Macbeth asintió. El mundo empezaba a recobrar el sentido, a volver a su forma aceptada, y supo que el episodio llegaba a su fin. Con todo, su propia voz le sonó extraña cuando, con la contención emocional de un parte meteorológico, les narró lo sucedido:

—Una baja en el impacto: el suicida. Se llevó al cura por delante. El padre Mullachy no parece presentar fracturas significativas ni en cuello ni en cabeza pero ha sufrido un traumatismo torácico de carácter grave, con múltiples fracturas costales y separación costocondral. Durante la exploración escuché crepitantes sonidos respiratorios oprimidos en el lado derecho y tensión por hemoneumotórax grave, que le ha causado taquipnea y un enfisema subcutáneo alrededor del cuello. Lo he relajado con una entubación improvisada. Posible efusión pleural subpulmonar adicional. Otras heridas significativas incluyen fractura de la cresta ilíaca y otros daños pélvicos probablemente.

—Vale, nosotros nos encargamos del resto —contestó el paramédico.
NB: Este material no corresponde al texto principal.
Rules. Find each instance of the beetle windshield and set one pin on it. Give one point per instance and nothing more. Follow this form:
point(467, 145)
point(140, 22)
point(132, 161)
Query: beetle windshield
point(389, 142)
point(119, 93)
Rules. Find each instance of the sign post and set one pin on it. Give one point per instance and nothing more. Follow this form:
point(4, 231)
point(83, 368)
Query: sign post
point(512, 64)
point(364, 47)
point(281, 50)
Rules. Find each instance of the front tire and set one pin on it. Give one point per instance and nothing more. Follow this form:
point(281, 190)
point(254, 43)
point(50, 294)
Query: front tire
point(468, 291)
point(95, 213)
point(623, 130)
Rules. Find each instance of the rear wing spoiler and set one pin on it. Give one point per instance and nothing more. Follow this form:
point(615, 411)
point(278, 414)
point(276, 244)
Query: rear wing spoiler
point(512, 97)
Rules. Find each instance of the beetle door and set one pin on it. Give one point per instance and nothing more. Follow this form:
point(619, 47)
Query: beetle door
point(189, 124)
Los hombres le colocaron un collarín cervical al cura y una mascarilla de oxígeno en la nariz y la boca. Manteniéndolo todo lo rígido que les fue posible, lo liberaron del cuerpo del otro hombre, lo volcaron de costado para ponerle una larga tabla vertebral y lo fijaron a ella con correas.

Mientras Macbeth contemplaba toda la escena, siguió sintiendo el distanciamiento de todo lo que ocurría, cómo coleaba aún la falta de sentimientos que le provocaba el episodio. Continuó observando mientras el personal de urgencias levantaba la camilla. El cura se lo quedó mirando con unos ojos ansiosos y suplicantes que se le habían llenado de lágrimas.

—¿Por qué habéis tardado tanto? —les preguntó el poli más joven a los paramédicos.

—Hay un tráfico de locos. Estaba todo congestionado hasta aquí. No había manera de avanzar, ni siquiera con la sirena y las luces. No me explico cómo puede haber tanto follón a estas horas de la noche.